En mars, le Rapport Fortin sur l’investissement privé des entreprises explique que le Québec ne pourra bientôt plus compter sur la progression de l’emploi pour s’enrichir et qu’il faut désormais miser sur l’investissement.
En février, le Rapport Castonguay proposait une panoplie de réformes du système de santé public. Or, moins de travailleurs, c’est aussi moins de contribuables pour le financer par l’impôt ce système.
En décembre 2007, la Régie des rentes du Québec publiait une analyse actuarielle qui présentait une hausse du taux de cotisation (de 9,9 à 10,54 %) comme une mesure nécessaire à sa stabilité à long terme, sachant que le rapport entre les prestataires et les travailleurs cotisants va baisser.
Tout en proposant une gamme variée de solutions aux problèmes qu’ils abordent, ces trois rapports passent sur silence une option puissante: inciter nos travailleurs dans la cinquantaine et la soixantaine, les plus expérimentés, à rester plus longtemps en emploi.
Au Québec, nous prenons notre retraite plus tôt qu’ailleurs au Canada, le taux d’activité des personnes d’âge mûr est plus faible et la population vieillit plus vite qu’ailleurs.
En 1966, au moment où les régimes de retraite publics ont été mis en place, un homme de 65 ans pouvait espérer vivre encore 13,2 ans. En 2004, son espérance de vie a augmenté de 4 ans. Les personnes de 65 ans sont en meilleure santé aujourd’hui qu’elles ne l’étaient il y a 40 ans. Une personne qui se retire à 55 ans après 30 ans de services passera ainsi presque autant d’années à la retraite que sur le marché de travail.
Confrontés à cette équation plusieurs pays occidentaux, comme les États-Unis et plus récemment l’Allemagne, ont déjà repoussé l’âge normal de la retraite. Le Royaume-Uni s’engage aussi dans cette voie.
Au Québec et au Canada, notre politique en la matière n’a pas bougé: c’est toujours 65 ans. En dépit des problèmes annoncés, on fait comme si ce seuil était un jalon inamovible, une sorte de droit acquis générationnel. Faux: ce n’est qu’une modalité de certains programmes sociaux, qui dépendent, eux, de la capacité des contribuables à les financer.
Le Québec pourrait lui aussi hausser l’âge normal de la retraite de 65 à 67 ans graduellement.
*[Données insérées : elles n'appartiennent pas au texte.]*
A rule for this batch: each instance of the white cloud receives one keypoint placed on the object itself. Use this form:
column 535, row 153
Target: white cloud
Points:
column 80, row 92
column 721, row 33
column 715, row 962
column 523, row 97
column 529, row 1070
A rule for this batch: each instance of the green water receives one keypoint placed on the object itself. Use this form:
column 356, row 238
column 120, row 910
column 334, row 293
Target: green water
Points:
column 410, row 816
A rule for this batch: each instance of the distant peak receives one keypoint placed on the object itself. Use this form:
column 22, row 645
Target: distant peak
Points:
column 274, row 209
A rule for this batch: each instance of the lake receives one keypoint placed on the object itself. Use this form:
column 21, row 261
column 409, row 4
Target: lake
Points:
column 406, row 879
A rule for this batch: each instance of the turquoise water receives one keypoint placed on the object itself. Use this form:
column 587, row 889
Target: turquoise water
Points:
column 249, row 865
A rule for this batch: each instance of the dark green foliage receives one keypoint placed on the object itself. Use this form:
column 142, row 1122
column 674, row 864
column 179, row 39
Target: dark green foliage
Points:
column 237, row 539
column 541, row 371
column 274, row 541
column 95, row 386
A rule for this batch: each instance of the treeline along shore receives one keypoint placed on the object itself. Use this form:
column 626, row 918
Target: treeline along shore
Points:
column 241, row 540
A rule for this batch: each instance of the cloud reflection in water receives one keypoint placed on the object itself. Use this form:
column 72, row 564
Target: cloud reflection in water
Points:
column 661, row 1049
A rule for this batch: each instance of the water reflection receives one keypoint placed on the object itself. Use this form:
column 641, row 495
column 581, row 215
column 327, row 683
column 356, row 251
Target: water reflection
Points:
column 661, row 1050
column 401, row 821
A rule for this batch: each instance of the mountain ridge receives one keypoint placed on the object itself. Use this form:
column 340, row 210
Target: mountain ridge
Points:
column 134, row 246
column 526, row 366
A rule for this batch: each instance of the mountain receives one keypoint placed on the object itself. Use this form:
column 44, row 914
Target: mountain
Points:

Nous pourrions aussi cesser dès maintenant d’encourager les retraites précoces. Les régimes privés devraient pouvoir imposer une pénalité à ceux qui décident de prendre leur retraite anticipé, qui est actuellement permis à partir de 55 ans, moyennant une simple réduction actuarielle.
Bien que l’idée du reporter l’âge normal de la retraite ait été mise en pratique ailleurs, les leaders d’opinion et des analystes d’ici qui appartiennent à la génération des baby-boomers refusent de la considérer. Car n’est-il pas plus agréable de profiter rapidement une retraite «soi-disant» bien méritée? Avec, pour les plus futés, la possibilité de continuer de gagner de l’argent en tant que consultant tout en se prévalant d’une rente de retraite.